CNA Financial, one of the largest US insurance companies, paid $40 million to resolve a ransomware attack that took place in late March, Bloomberg reported citing people familiar with the matter.
The $40 million ransom was paid following a two-week lockout and the theft of data belonging to the company.
“CNA is not commenting on the ransom,” CAN’s spokeswoman Cara McCall told Bloomberg. “CNA followed all laws, regulations, and published guidance, including OFAC’s 2020 ransomware guidance, in its handling of this matter.”
“Our investigation identified the scope of impacted data in the incident, as well as the servers on which the data resided. We are reviewing the impacted data to determine the contents using both technology and a manual review,” CNA said in its May 12 security update. The company added that it did “not believe that the systems of record, claims systems, or underwriting systems, where the majority of policyholder data – including policy terms and coverage limits – is stored, were impacted.”

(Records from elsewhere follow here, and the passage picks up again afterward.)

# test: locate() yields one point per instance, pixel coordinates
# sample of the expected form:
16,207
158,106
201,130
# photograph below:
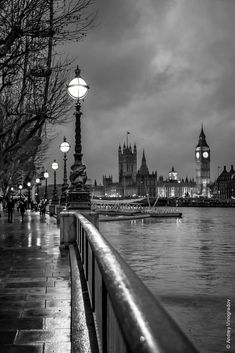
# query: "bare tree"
32,78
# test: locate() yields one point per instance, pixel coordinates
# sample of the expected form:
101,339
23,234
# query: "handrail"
128,317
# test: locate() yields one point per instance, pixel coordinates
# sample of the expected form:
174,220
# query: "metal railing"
128,317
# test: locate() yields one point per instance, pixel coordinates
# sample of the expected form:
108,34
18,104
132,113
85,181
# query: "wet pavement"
35,287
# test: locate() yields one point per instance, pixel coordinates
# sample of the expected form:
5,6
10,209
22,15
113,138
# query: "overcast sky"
158,69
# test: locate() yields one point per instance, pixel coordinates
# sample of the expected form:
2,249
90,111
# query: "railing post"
68,231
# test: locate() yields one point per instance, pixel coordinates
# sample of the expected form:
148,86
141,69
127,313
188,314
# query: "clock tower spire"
202,160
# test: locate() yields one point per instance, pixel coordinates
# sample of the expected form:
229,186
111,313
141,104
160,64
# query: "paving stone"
7,337
54,323
28,337
35,288
21,349
62,347
7,313
21,324
56,312
23,284
61,303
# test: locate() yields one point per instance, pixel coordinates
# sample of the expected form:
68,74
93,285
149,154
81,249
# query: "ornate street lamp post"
37,190
64,147
29,194
79,195
20,188
46,176
12,190
55,198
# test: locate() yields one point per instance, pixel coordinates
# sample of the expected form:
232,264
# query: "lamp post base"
79,200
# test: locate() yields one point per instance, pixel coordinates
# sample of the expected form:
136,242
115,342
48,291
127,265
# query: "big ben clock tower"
202,159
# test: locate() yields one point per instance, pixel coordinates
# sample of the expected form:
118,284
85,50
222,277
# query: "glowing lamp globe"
64,147
54,165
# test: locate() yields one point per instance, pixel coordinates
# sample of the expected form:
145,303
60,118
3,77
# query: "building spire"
202,139
144,168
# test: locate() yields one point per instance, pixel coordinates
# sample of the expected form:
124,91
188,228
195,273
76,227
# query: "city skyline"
158,70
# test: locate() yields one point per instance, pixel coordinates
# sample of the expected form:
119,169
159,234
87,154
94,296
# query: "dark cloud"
158,68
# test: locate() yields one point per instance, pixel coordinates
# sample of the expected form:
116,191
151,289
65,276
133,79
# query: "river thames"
189,264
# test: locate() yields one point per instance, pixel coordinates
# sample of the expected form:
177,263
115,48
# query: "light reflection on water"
189,263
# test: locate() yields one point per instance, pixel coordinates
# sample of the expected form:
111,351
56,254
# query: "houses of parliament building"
134,182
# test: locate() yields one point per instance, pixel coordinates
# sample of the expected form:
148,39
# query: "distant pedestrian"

According to Bloomberg, the ransomware that targeted CNA’s systems was Phoenix Locker, a variant of malware called Hades, allegedly developed by a Russian-speaking group known as Evil Corp. According to the sources, CNA initially ignored the ransomware group’s demands attempting to recover its files without engaging with the hackers, however, within a week, the company decided to start negotiations with the gang that was demanding $60 million. Payment was made a week later, the sources said.